My Successful Appeal to YouTube

So, embarrassed that my webinar video had been taken down so soon after I informed my blog readers that it had been posted, I immediately (within 17 minutes) responded to YouTube, via their "appeal" process, which essentially consisted of a short form. I had room for perhaps a sentence or two -- nothing that would allow for much explanation or legal argument.

And then, about 15 hours later, I received another email from YouTube:

After further review, we've determined that your video doesn't violate our Community Guidelines. Your video has been reinstated and your account is in good standing.

Good news, of course.
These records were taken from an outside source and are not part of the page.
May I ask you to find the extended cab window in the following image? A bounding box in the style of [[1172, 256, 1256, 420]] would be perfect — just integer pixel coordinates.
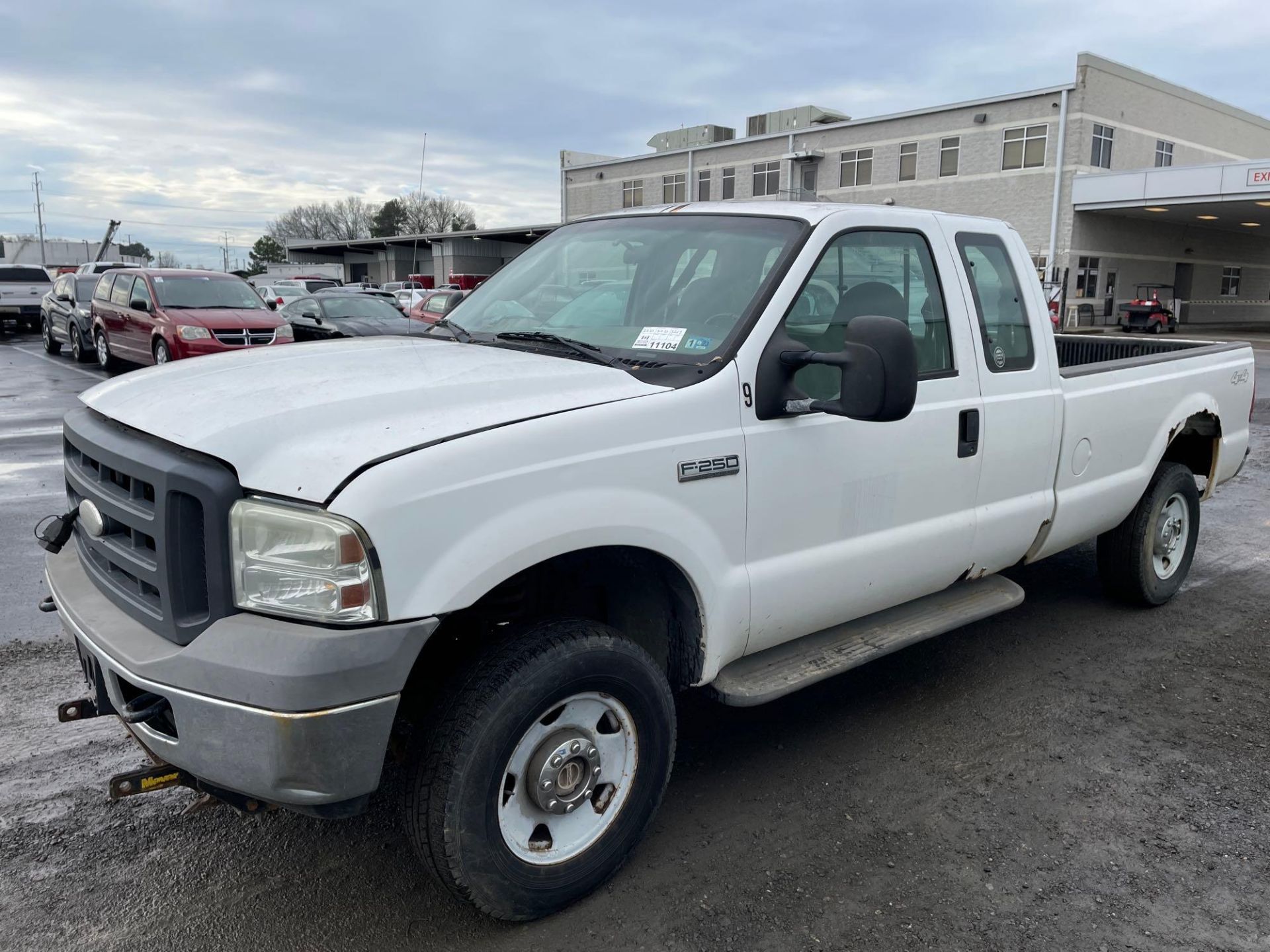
[[110, 274, 132, 307], [93, 274, 114, 302], [956, 232, 1033, 373], [785, 231, 955, 400]]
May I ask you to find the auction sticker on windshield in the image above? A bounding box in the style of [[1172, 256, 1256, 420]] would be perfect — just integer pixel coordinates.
[[631, 327, 689, 350]]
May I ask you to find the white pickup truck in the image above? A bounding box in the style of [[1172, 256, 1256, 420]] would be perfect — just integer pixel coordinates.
[[40, 203, 1253, 919], [0, 264, 54, 334]]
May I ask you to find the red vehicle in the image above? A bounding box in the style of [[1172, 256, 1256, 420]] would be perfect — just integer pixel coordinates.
[[1120, 284, 1177, 334], [91, 268, 294, 370], [406, 291, 468, 324], [450, 273, 489, 291]]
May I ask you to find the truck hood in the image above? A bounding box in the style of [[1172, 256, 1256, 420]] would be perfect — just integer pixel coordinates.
[[80, 338, 665, 502]]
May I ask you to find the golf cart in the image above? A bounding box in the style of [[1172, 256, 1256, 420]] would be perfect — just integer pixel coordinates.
[[1120, 284, 1177, 334]]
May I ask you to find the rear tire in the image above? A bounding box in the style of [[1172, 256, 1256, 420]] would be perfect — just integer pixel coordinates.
[[40, 317, 62, 356], [404, 619, 675, 920], [1097, 462, 1199, 607]]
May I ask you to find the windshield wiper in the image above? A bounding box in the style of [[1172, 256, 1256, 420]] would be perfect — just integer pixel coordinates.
[[494, 330, 617, 367], [425, 317, 472, 344]]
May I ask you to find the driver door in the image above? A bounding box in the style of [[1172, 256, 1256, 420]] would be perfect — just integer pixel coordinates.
[[741, 208, 983, 653]]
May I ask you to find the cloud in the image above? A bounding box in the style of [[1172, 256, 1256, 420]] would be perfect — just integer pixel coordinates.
[[0, 0, 1270, 264]]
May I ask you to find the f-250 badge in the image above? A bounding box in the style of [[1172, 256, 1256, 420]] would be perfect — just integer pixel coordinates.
[[677, 453, 740, 483]]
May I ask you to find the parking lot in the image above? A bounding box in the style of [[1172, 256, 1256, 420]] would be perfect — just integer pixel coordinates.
[[0, 335, 1270, 949]]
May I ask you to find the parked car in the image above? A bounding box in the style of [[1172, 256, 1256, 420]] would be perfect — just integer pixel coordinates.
[[93, 268, 292, 370], [279, 294, 421, 340], [406, 291, 466, 324], [75, 262, 137, 274], [40, 278, 99, 362], [40, 202, 1261, 922], [318, 284, 405, 311], [0, 264, 54, 331]]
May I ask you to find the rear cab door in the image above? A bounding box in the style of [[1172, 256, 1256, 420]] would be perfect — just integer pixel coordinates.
[[939, 216, 1063, 575], [738, 206, 983, 653]]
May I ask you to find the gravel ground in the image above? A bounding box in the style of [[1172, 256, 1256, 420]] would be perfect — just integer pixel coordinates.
[[0, 342, 1270, 952]]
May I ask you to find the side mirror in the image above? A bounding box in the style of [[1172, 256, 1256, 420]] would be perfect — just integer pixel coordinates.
[[757, 315, 917, 422]]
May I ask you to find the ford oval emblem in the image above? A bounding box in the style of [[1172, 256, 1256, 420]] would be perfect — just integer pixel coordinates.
[[80, 499, 105, 538]]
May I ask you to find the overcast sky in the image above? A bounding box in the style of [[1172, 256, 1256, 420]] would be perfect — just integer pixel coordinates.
[[0, 0, 1270, 266]]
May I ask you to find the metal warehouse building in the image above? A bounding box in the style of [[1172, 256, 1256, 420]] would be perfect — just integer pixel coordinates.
[[560, 54, 1270, 324]]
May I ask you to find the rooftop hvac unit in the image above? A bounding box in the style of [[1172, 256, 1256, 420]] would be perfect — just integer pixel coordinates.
[[648, 124, 737, 152], [745, 105, 851, 136]]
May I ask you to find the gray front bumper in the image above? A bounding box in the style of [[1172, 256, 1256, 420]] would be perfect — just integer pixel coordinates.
[[46, 546, 438, 807]]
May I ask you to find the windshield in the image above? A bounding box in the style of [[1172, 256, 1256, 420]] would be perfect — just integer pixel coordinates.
[[153, 274, 264, 311], [321, 294, 405, 320], [452, 214, 802, 360]]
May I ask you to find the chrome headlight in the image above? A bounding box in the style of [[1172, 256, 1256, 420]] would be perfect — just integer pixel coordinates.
[[230, 499, 380, 625]]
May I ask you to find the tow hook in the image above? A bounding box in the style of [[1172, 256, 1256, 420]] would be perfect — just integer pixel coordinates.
[[57, 697, 99, 723], [109, 764, 190, 800]]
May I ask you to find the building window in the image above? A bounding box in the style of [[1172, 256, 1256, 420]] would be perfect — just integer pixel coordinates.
[[753, 163, 781, 197], [661, 171, 686, 204], [1222, 268, 1241, 297], [899, 142, 917, 182], [940, 136, 961, 177], [1076, 258, 1100, 297], [838, 149, 872, 188], [1089, 122, 1112, 169], [622, 179, 644, 208], [1001, 126, 1049, 171]]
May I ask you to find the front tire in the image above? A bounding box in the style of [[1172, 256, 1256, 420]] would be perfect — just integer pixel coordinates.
[[40, 317, 62, 357], [405, 619, 675, 920], [1097, 462, 1199, 607], [93, 330, 114, 371]]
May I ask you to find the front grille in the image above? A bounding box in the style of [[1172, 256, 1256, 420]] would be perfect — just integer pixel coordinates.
[[64, 409, 243, 645], [212, 327, 275, 346]]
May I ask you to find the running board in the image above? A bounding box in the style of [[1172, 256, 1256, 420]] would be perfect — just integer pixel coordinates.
[[711, 575, 1024, 707]]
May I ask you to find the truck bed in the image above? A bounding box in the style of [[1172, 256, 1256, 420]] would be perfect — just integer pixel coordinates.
[[1027, 334, 1253, 561], [1054, 334, 1247, 377]]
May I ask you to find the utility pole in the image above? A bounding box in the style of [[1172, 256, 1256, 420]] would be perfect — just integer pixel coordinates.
[[32, 171, 48, 268]]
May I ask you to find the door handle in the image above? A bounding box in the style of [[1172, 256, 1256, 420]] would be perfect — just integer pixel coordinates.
[[956, 410, 979, 458]]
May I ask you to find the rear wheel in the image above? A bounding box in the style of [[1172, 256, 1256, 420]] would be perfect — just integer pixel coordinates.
[[40, 317, 62, 354], [405, 619, 675, 920], [1097, 462, 1199, 606]]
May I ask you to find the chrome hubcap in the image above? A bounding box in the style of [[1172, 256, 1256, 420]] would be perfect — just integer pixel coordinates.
[[498, 692, 638, 865], [1151, 493, 1190, 579]]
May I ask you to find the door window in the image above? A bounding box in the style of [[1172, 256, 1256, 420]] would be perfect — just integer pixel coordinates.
[[956, 232, 1033, 373], [110, 274, 134, 307], [785, 231, 956, 400], [132, 278, 155, 311]]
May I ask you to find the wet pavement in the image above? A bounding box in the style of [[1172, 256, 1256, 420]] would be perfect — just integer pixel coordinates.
[[0, 337, 1270, 952]]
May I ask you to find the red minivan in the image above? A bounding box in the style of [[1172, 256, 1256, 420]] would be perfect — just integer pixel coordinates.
[[93, 268, 294, 370]]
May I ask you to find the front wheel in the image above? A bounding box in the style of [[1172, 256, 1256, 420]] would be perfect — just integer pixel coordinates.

Though, in the maddening interim, I had replaced the video link in the blog post with a new copy of my webinar video, this time hosted on Vimeo instead of YouTube. (There are plenty of arguments out there about which service is better, but I won't digress.) I had become impatient and did not want the entire business day to pass with the video offline.

Although I was happy that YouTube had restored the video, I remained perplexed. Why was it taken down in the first place? Why wasn't I given an opportunity to respond to any complaints before it was taken down (as is common in copyright-related situations under the Digital Millennium Copyright Act)? And why was it reinstated?

So, I asked YouTube. Via email. Twice. But, of course, no answer.

YouTube's lack of a response is frustrating, but understandable. After all, Google reported last year that it receives 2.2 million takedown requests every day.

Lessons About Online Publishing

While, in a sense, all's well that ends well, the experience has certainly left me frustrated -- and more empathetic to website publishers who have to deal with issues like this all of the time.

So, what did I learn? At least three important lessons:

 

  • Using a free service (such as YouTube) often means that customer service will be lacking, or absent. While I was frustrated that YouTube's decision seemed arbitrary, I had few grounds for complaint, and certainly no real person to whom I could complain.
  • Always have a backup plan. Fortunately, YouTube quickly (and rightly) restored my video, but not before I reposted it with Vimeo. While I was able to do so as soon as possible, there was some true "downtime" where users couldn't view the video. With better planning, I could have replaced the video even more quickly.